Frammenti di un discorso amoroso

Venerdì sera, inizio gennaio: nebbia e freddo, giorni lunghi e amari (cit.)

In direzione Centro, su via Saffi (all'altezza di Porta San Felice) un curioso telo cattura l'attenzione dei passanti. Sopra, in cinque righe, un contenuto da romanzo di Emily Bronte:

"Non so più come trovarti..."

L'incipit, epico.

"Nadia"

Nadia

"prendiamo un altro taxi insieme?"

Domanda lecita: ma quando?

"Ti aspetterò domenica"

Dove?

"al Number Ten"

Alle?

"17"

Firmato?

"Riccardo"

Breve sintesi della storia: qualche sera prima, il ragazzo in questione, Riccardo, ha diviso un taxi con Nadia, splendida sconosciuta, per tornare dal Centro verso la zona Porto-Saragozza; qui, nel breve tratto di strada da Piazza Maggiore a San Felice, qualcosa è scattato.

Colpo di fulmine, Cupido: chiamatelo un po' come vi pare.

Fatto sta che il nostro non si è arreso: e invece di arrendersi, relegando Nadia all'armadio dei sogni impossibili, si è armato di carta (lenzuolo) e penna (spray), creando un trambusto d'altri tempi.

Morale della favola: il giorno dopo ne parlano tutti.

Dalla Repubblica al Carlino.

La città segue con trepidante ansia la storia di Riccardo, diventato l'amico della porta accanto, quello col sorriso sempre stampato sulla faccia.

Un solo grido, da Saffi a Pilastro, accompagna la venuta della Befana: forza Riccardo.

Che ha scelto come giorno designato, per l'incontro, il 6 gennaio: quello dell'Epifania.

Cioè, tra parentesi, quello del carbone e delle calze rotte. L'anti-Natale: il giorno più odiato dell'inverno, quello che di fatto chiude le vacanze.

Ma Riccardo non si arrende: prima di tornare al lavoro, vuol far vivere a sè stesso (e a tutta la città) una giornata d'altri tempi.

Ci fosse Moccia, nei paraggi, ci ricaverebbe materiale per almeno una decina di romanzi; ma la storia di Riccardo, in realtà, è tutt'altro che cinematografica.

E' vera: la vicenda reale di una persona che sfida l'impossibile.

L'ansia è altissima, tutta la città segue col fiato sopeso: il Number Ten, piccolo pub proprio di fronte all'Ospedale Maggiore, si trasforma per un pomeriggio da birreria a luogo da fiaba Disney.

C'è un discreto seguito, dietro a Riccardo: il tam-tam sui giornali e sui social ha fatto il suo, diffondendo presto la notizia.
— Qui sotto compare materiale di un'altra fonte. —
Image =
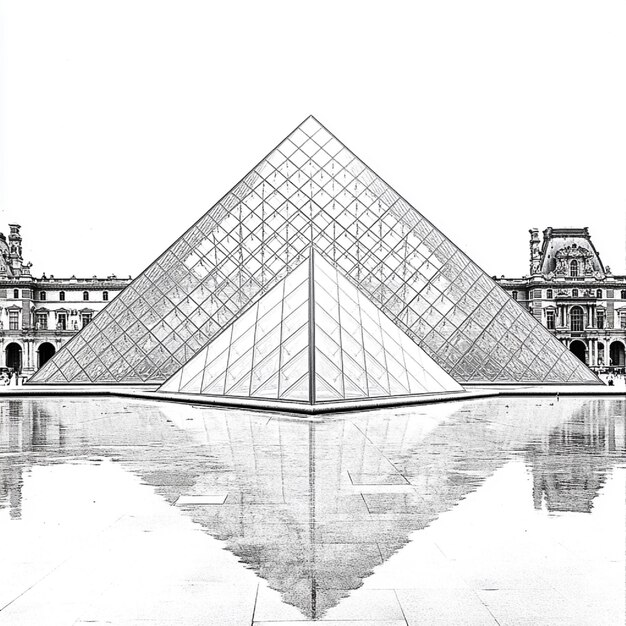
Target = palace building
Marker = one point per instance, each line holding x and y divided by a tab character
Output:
575	296
313	286
39	315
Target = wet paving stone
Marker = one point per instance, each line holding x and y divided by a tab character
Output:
495	511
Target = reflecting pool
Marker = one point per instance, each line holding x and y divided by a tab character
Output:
498	511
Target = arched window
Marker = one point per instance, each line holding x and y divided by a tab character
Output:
577	319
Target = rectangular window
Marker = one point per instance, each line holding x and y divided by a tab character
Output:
42	321
14	320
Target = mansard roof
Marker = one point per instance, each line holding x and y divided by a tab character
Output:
568	244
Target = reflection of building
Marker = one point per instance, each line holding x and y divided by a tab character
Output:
39	315
573	294
314	507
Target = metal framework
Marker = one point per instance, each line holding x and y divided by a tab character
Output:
311	190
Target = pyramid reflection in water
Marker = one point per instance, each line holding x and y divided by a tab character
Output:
312	338
312	190
301	511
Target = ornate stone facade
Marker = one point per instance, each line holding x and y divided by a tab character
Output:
39	315
573	294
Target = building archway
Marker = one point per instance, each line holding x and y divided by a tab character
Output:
44	353
579	349
617	354
13	354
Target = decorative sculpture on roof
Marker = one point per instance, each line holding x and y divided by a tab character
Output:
567	254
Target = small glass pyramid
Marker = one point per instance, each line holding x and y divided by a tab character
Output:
311	190
312	338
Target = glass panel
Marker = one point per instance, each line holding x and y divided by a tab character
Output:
374	236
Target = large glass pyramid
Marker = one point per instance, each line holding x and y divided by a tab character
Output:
312	338
312	189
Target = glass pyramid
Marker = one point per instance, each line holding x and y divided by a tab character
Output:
312	189
312	338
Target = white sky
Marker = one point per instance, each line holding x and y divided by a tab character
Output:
122	122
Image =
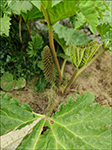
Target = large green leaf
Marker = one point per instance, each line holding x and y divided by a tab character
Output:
36	3
103	28
20	6
65	36
5	25
34	45
13	115
77	125
62	10
90	12
8	84
107	37
81	55
32	14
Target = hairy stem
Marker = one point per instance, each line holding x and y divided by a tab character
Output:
54	53
71	81
50	111
46	15
20	29
63	66
78	72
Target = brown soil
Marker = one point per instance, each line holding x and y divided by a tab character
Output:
96	78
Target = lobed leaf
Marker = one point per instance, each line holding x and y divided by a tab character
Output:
65	36
32	14
80	56
77	125
62	10
20	6
12	114
103	28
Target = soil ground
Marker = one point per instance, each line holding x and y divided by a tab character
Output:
97	78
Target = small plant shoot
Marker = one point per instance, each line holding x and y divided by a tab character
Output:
44	48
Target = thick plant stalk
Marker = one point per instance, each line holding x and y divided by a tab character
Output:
63	66
20	28
50	111
54	53
46	15
78	72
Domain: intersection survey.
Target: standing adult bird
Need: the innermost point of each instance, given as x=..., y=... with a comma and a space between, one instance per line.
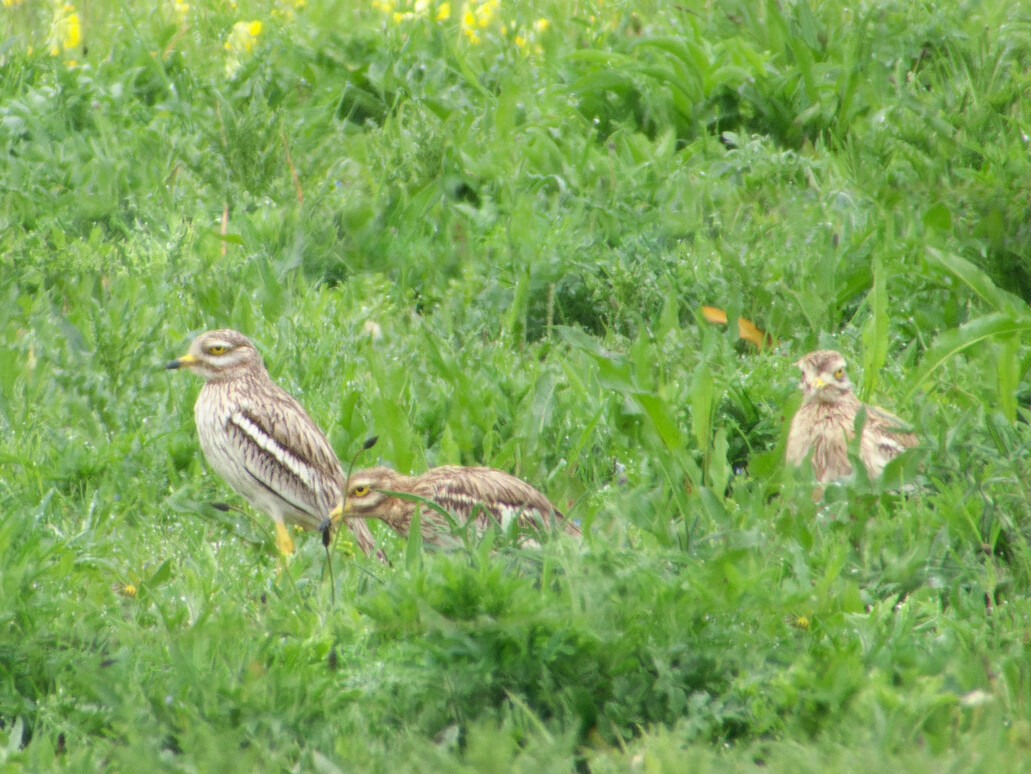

Perchè la gente, del resto, non aspetta altro che storie come questa.

Personaggi di diversi età, dai più anziani (una signora che si erge a mental coach del ragazzo, visibilmente teso) a coetani giunti per dar manforte; ad un certo punto arriva anche la chiamata di una nota radio nazionale: la storia è ormai di dominio pubblico.

C'è un giornalista locale, uno che si spaccia per pubblicista (senza esserlo) ed un altro capitato lì per caso, che assiste divertito alla scena: l'ora scocca, tragica,

Le 17.

I rintocchi della metaforica campana arrivano fino al Maggiore: se il ragazzo sviene, i medici sono già pronti per soccorrerlo.

Il tempo passa, purtroppo, e nessun taxi con una Nadia dentro compare.

Riccardo attende, ma la sconfitta incombe.

Sconfitta? Macchè: storie del genere, gesti così anacronistici, vinceranno sempre.

Una luce nel buio: lampi di umanità, di vita.

La città ha sognato, Riccardo con lei, ma la realtà è alle porte: è la vita vera, non un film. 

E mentre la domanda delle domande gira platonicamente per il Number, che certo dal canto suo non avrebbe potuto escogitare miglior spot pubblicitario, un Simposio metaforico conclude il pomeriggio: con la conclusione che storie come queste dovrebbero essere all'ordine del giorno.

Perchè persino l'Olimpo, per dirla col Von Kleinst, è deserto, senza amore.